If you feel like an outsider peering into an unfamiliar world while reading Shigeru Mizuki’s mammoth graphic novel, Showa 1926-1939: A History of Japan, you’re not alone. American history is long and sordid, and topics get cherry picked in its spotty public education system. Our world is crowded with abstract noise, political posturing, television identities, and spun-up commentary passing as fact, when the reality is, most of us have trouble locating Crimea, Uzbekistan, or Iraq on a world map.
Showa 1926-1939is the first of two volumes Shigeru wrote and illustrated on the history of Japan during the Showa period; a period of history when Japan, in the run-up to World War II, was devastated by economic hardships, questionable political decisions, and military turmoil. Released by Drawn & Quarterly—one of the top publishers of graphic novels—Showa is a melting pot of manga style, photo realism, memoir, and narrative history.
Shigeru’s family and relatives affected by the Japan’s poor economy are drawn as simple creatures, reminiscent of Charles Schulz’ Peanuts gang. Shigeru and his boyhood friends (all of them conglomerated into some sort of makeshift gang) are always depicted as drooling, wide-eyed kids who are only tangentially affected by the economy and political problems. For them, being without money and hearing incendiary talk of right-wing politics are not a by-product of some greater national or world issue, they are just circumstances to be accepted. And there’s a charming innocence to Shigeru and his gang’s toils that flashes brightly against the backdrop of war.
In one scene Shigeru and two friends walk ten miles just to try a fancy treat they heard about called a “donut”, and never think twice about time and distance. Their thought process is a simple one: they don’t have enough money for both a train ride and a donut, so they walk. Later, Shigeru tells of the time he encountered Japanese hunger ghosts, or “hidarugami”, on a long walk where he certainly did not have enough to eat. Even though the story is supernatural and easily explained away (an overactive child’s imagination is heightened by hunger pangs), the way Shigeru depicts his ghostly encounter is believable.

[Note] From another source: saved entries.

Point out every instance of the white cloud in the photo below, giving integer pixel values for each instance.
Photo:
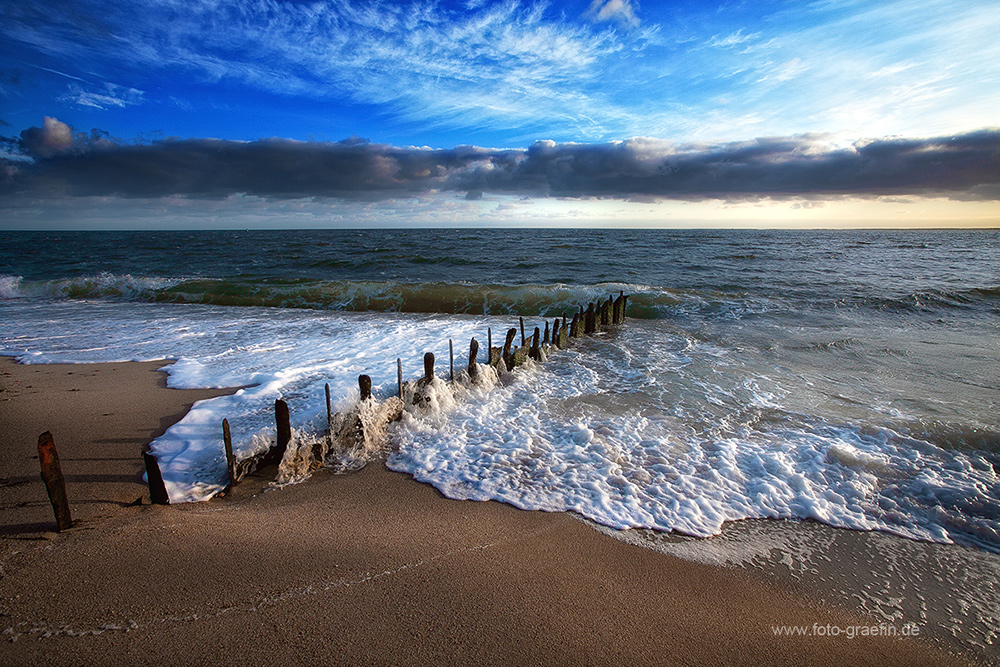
(619, 11)
(104, 97)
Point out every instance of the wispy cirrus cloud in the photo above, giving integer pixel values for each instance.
(76, 165)
(103, 97)
(521, 69)
(503, 62)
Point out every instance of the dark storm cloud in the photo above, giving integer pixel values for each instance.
(74, 164)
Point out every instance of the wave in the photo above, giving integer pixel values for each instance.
(549, 300)
(937, 299)
(363, 296)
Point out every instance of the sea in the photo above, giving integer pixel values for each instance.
(845, 378)
(849, 377)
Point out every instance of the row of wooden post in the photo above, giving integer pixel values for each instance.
(584, 322)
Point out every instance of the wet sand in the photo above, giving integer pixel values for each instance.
(364, 568)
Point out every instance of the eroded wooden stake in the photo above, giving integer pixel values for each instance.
(282, 420)
(508, 358)
(473, 353)
(157, 489)
(55, 483)
(227, 439)
(590, 319)
(329, 413)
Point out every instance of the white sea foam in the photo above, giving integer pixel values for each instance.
(646, 427)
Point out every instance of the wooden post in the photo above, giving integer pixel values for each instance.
(227, 439)
(473, 353)
(282, 420)
(590, 319)
(55, 483)
(399, 376)
(329, 413)
(428, 366)
(157, 489)
(508, 358)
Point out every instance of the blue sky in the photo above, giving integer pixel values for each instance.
(656, 80)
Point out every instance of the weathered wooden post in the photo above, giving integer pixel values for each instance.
(227, 440)
(428, 366)
(619, 310)
(506, 355)
(157, 489)
(329, 414)
(282, 420)
(399, 376)
(473, 353)
(606, 312)
(55, 483)
(535, 352)
(590, 319)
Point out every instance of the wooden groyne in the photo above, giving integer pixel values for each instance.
(363, 429)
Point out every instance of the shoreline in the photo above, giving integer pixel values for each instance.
(365, 568)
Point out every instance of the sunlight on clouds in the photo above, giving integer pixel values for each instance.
(620, 11)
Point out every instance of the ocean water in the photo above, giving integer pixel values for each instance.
(846, 377)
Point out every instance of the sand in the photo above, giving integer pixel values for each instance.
(364, 568)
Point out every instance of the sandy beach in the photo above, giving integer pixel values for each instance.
(364, 568)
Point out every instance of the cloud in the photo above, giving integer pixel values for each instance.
(68, 164)
(620, 11)
(516, 63)
(52, 138)
(105, 97)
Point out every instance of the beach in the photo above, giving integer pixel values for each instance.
(363, 568)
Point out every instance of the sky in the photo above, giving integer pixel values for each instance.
(249, 113)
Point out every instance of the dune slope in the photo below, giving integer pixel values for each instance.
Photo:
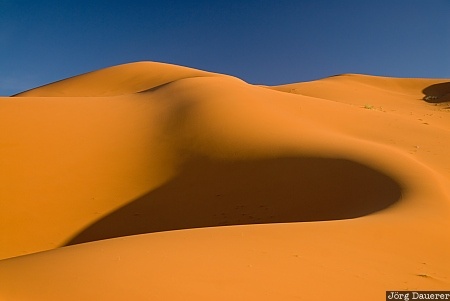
(152, 181)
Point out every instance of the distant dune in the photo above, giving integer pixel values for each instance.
(149, 181)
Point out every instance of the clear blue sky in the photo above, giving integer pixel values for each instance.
(262, 42)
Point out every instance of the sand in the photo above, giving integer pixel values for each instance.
(149, 181)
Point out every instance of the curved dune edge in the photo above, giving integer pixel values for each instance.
(341, 183)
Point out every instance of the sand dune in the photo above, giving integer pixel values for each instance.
(149, 181)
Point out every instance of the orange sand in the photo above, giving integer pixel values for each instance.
(335, 189)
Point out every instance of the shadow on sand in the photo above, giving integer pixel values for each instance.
(437, 93)
(210, 193)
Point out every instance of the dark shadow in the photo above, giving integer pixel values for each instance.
(437, 93)
(210, 193)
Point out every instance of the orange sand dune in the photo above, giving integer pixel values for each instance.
(150, 181)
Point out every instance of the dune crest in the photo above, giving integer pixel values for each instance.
(149, 181)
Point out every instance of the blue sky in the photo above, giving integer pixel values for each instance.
(261, 42)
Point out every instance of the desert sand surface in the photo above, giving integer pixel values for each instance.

Once Shigeru leaves the realm of the personal, the bulk of Showa is dedicated to Japan’s twisted, often bloody, Second Sino-Japanese War—a land war between the Republic of China and the Empire of Japan—and the strain that Japan’s economy suffered beforehand, due in part to America’s Great Depression. Shigeru’s talent as an artist is on full display during the historical scenes of Showa. His black lines and human faces are intricate and poised and scenes of battle and military marches are razor sharp and hyperreal. Single pages pack monumental details into two frames, and are designed to be pored over, line by line, stroke by stroke. Even the shop signs within the frames are translated; a nice addition for those of us unfamiliar with the Japanese language.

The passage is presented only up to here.